When I was around five or so I thought satellites were saddle-lites. I even use to stay up and watch for one.Never got to see one,of course, but had vivid dreams about what they looked like.They shone like the moon, looked like a saddle and moved acrossed the sky rather quickly. I remember the hearing the song “Ghost Riders In The Sky” as the horseless saddle moved along.
Until a painfully embarassing age to admit, I was mystified by how cars switched lanes. The tires didn’t turn sideways–they looked like they stayed going straight but the car still moved sideways! I was convinced that there must be a “change lanes” button on the dash or something.
My little brother played soccer with a little boy from Korea. It took us many, many weeks to figure out that this was the kid my brother was referring to when he talked about the “half-black, half-blind” kid on his team.
I remembered another one, just today.
I used to think that the brakes on a car (or maybe it was just the parking brakes) worked by sticking a metal plate from the car to the ground, and scraping along the ground. For some reason, it never occured to me that if you stop the wheels, it will stop the whole car.
Also, my brother once drew what he thought was on the inside of a lighter…I don’t have the picture, and don’t even recall seeing it, but according to him, it involved pulleys, gears, conveyer belts, and a tiny match on the inside. He said he was shocked when he found out that it was just a pressure system.

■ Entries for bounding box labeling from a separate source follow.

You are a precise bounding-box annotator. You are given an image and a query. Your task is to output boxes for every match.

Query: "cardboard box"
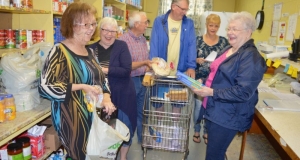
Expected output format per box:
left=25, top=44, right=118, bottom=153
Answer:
left=17, top=132, right=45, bottom=159
left=27, top=135, right=45, bottom=159
left=0, top=144, right=8, bottom=160
left=44, top=126, right=61, bottom=151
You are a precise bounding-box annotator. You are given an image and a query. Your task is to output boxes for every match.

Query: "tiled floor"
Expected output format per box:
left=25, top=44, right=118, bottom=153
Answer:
left=119, top=124, right=281, bottom=160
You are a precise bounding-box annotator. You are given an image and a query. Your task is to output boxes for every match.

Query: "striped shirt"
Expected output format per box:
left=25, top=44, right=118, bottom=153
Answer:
left=119, top=30, right=149, bottom=77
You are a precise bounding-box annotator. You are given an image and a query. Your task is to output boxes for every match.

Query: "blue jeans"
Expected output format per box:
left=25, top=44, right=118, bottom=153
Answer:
left=131, top=76, right=146, bottom=143
left=205, top=120, right=238, bottom=160
left=194, top=96, right=206, bottom=134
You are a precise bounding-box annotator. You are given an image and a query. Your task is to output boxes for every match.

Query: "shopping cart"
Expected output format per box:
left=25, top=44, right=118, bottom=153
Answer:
left=142, top=78, right=193, bottom=160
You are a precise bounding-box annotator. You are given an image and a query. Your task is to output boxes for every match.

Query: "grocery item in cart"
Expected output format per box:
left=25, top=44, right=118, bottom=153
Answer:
left=152, top=57, right=171, bottom=76
left=149, top=126, right=161, bottom=143
left=166, top=88, right=188, bottom=101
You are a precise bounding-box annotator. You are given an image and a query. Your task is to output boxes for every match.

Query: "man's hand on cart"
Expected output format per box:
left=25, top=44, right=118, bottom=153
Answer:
left=102, top=93, right=116, bottom=115
left=185, top=68, right=195, bottom=79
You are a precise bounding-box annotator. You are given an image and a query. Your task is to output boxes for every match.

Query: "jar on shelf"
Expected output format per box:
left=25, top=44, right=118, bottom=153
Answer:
left=7, top=143, right=24, bottom=160
left=0, top=96, right=6, bottom=123
left=5, top=94, right=16, bottom=121
left=16, top=137, right=32, bottom=160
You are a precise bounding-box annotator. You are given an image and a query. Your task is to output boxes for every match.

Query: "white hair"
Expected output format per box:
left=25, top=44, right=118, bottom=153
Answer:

I also, of course, thought that sex was just kissing naked. Later on I thought it involed a man peeing on/in a woman (because, hey, naked=penis=pee, what else would it involve? Okay, some people actually DO pee on each other during sex, but that’s a whole other matter.)

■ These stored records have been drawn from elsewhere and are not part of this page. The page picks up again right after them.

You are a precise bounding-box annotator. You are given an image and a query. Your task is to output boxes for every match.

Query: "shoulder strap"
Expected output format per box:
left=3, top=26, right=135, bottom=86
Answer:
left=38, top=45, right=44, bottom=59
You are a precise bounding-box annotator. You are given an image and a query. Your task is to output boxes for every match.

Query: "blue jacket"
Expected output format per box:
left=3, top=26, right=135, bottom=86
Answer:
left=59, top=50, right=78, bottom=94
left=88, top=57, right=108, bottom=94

I could never figure out how my mom’s car knew which way we were going to turn. Everytime we came to an intersection, the little green arrows on the dash pointed the way! I kind of thought that the car ‘knew’ where we were going, and ‘told’ my mom which way to turn. Duh 
Rose
I share many of the aforementioned kid beliefs: tiny people in the radio, TV shows were real-life(this was before they actually were), people on TV could see you, the toilet/shower connection.
A few of my own:
When I first saw a vapor streak in the sky left by a plane (that I didn’t see) I thought the sky was cracked.
I thought of Santa Claus as a sort of Jesus-like entity (in a way, I suppose he is) and that you could pray to him. Also, I was very young when I figured out that shopping center Santas weren’t the real thing, and I didn’t buy the “Oh,they’re his helpers” line. However, I thought that if you didn’t play along and pretend to be fooled, you wouldn’t get any presents.

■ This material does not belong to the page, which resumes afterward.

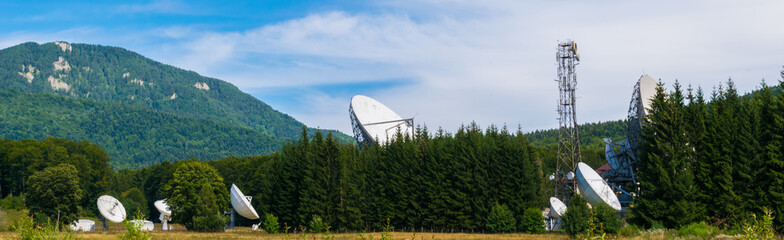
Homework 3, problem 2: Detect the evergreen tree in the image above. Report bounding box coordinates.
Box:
[633,81,703,228]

I believed that when it rained, it was raining all over the world. Hmmm…there’s a song in that…
I was quite disappointed to discover that state borders were not marked by actual lines on the ground. I thought: “Why the hell are they on the maps, then?”
I was five before I realized that the songs on the radio had words. I always thought that the singers were just making noises. Then I said, “Wow! A song is like a story with music!” Duh.